Bildiğini bilen bir koca kişi, bir bilge kişidir. Bilgisini bilir ve hiçbir şekilde bildiğini afralı tafralı biçimde sunmaz, göstermez. O bilgi ona sonradan yapıştırılmış gibi durmaz, tam aksine bilgiyle bütünsellik sergiler. Bilgisi kendisidir, kendisi bilgidir. İki hali birbirinden ayıramazsınız. Ayrılamayacağı bilgisinden, tutumundan, tavrından ve bütün bunları harmanlayarak bir yaşam oluşturmasından bellidir. Bilge kişilerin insanlık onurunu yükseltme kaygısından başka kaygısı olmaz. İşte bunların arkasından gidilmesi öneriliyor.
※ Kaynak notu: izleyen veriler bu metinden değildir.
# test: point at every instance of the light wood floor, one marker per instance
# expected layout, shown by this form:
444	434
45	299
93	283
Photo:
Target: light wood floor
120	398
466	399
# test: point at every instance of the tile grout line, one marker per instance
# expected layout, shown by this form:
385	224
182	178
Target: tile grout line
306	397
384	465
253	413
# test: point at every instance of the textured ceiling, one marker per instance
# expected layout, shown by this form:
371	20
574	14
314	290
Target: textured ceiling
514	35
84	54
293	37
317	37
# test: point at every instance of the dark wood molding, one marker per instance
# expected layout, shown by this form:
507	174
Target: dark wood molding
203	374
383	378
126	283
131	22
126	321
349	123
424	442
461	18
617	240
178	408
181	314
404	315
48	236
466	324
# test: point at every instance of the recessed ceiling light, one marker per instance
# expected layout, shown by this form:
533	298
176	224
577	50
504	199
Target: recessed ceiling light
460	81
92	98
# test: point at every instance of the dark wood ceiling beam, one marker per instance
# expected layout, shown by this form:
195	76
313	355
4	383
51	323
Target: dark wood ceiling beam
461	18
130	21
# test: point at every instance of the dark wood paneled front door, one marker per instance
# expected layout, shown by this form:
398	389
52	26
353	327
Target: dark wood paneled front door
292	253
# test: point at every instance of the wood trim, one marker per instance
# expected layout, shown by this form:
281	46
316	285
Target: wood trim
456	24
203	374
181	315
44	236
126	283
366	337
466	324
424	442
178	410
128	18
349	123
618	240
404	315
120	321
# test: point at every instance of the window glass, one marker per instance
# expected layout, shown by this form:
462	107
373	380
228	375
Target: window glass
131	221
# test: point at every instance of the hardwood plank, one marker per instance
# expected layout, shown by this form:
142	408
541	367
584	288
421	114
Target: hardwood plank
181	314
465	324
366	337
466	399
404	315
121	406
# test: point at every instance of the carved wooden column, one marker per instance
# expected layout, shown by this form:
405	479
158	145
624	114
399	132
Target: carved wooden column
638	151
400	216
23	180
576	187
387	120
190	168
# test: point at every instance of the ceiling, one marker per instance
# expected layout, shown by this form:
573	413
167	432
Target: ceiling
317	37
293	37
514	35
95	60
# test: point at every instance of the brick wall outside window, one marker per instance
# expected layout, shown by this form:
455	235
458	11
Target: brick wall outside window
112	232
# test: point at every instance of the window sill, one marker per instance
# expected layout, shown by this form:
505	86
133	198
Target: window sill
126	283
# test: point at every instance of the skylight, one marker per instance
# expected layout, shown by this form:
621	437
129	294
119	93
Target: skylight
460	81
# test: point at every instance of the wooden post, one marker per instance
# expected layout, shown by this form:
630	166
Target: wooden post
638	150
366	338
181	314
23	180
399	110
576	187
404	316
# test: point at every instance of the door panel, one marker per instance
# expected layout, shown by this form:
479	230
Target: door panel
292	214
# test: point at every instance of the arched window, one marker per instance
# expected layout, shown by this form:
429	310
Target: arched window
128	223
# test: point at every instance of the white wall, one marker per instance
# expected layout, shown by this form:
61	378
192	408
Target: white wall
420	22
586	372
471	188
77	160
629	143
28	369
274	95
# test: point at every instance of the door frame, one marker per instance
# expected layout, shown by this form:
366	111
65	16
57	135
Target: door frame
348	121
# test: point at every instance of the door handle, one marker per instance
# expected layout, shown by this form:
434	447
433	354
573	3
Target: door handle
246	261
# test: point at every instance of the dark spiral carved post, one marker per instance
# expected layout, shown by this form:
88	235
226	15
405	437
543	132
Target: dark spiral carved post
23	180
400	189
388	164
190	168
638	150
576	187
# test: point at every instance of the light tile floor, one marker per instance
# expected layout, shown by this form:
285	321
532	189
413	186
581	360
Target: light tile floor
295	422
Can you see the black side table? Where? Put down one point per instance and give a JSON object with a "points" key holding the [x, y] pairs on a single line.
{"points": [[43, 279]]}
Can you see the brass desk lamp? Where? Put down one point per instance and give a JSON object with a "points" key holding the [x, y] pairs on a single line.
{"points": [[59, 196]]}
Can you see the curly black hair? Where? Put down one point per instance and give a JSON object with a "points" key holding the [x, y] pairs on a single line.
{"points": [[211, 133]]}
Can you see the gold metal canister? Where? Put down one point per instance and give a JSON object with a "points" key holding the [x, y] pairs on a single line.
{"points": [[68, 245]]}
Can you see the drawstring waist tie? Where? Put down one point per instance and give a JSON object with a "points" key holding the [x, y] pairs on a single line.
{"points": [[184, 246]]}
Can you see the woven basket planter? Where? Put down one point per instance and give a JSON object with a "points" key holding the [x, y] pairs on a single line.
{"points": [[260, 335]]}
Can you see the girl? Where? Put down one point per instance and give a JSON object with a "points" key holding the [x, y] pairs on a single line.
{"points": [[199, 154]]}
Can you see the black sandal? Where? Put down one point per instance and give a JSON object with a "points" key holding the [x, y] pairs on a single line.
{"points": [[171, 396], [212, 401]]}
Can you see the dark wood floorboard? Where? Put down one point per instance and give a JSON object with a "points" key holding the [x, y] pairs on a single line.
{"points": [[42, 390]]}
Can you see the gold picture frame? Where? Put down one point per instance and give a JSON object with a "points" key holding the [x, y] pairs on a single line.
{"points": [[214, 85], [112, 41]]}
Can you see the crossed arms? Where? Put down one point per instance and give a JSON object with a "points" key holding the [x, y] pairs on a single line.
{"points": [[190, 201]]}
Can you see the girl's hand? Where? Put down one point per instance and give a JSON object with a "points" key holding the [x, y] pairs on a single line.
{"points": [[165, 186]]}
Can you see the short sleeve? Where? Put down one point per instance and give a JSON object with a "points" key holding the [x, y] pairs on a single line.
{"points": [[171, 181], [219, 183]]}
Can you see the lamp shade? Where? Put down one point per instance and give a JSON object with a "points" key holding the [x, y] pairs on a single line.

İkinci satıra gelince.. o satırda şöyle;

“Bildiğini bilmeyeni uyarınız.”

Öyle insanlar vardır, bildiklerinin bir toplamını almamışlardır. Neyi ne kadar bildiklerinin farkında değillerdir. Günlük sıkıntıların içinde veya eğlencenin doruklarında yaşayarak kendini kaybedenlerinde amaçları bilgileriyle orantılı olmayınca edindikleri bilgiler kişiliklerine, ordanda topluma yansımaz. İşte Konfüçyüs bunun farkına varmayanların uyarılmasını öneriyor. Bu uyarılma bilgi sahibinin daha ziyade cesaretlendirilmesi biçimiyle yönlendirilmelidir. Çünkü bilginin dışavurumu için çoklukla cesarette gerekir.

Üçüncü satıra bakalım.

“Bilmediğini bilene öğretiniz.” 
   
Öğrenme ihtiyacı bilme ihtiyacıyla başlar. İhtiyaç, uğraşılan meslekle ilgili temel bilgiler denilen öncelikli bilgilere sahip olunmadığında daha çok ortaya çıkar. Sonraki bilgiler mesleği daha ileri boyuta taşımak için mesleki yayınlardan veya mesleki deneylerden oluşan bilgilerden edinilir. Yaşamı elbette sadece mesleki bilgilerle sınırlayamayız ama mesleki bilgilerden de ayrı tutamayız. Çünkü meslek ve yaşam birbirinin ayrılmaz parçalarıdır. Onun için bir olay ve olgu ile birlikte özel zevk ve ilgiler kadar, belki de daha fazla mesleki bilgi, kesin ve doğru sonuca vardıracaktır. Bunun farkında olan konuyla ilgili bilgileri bilmediğini bilir. İhtiyacı olacağını da.. bu kadar bilgi, bilgiyi edinmek için yeterde artar bile. İşte bu durumda olanların elinden tutmak gerek.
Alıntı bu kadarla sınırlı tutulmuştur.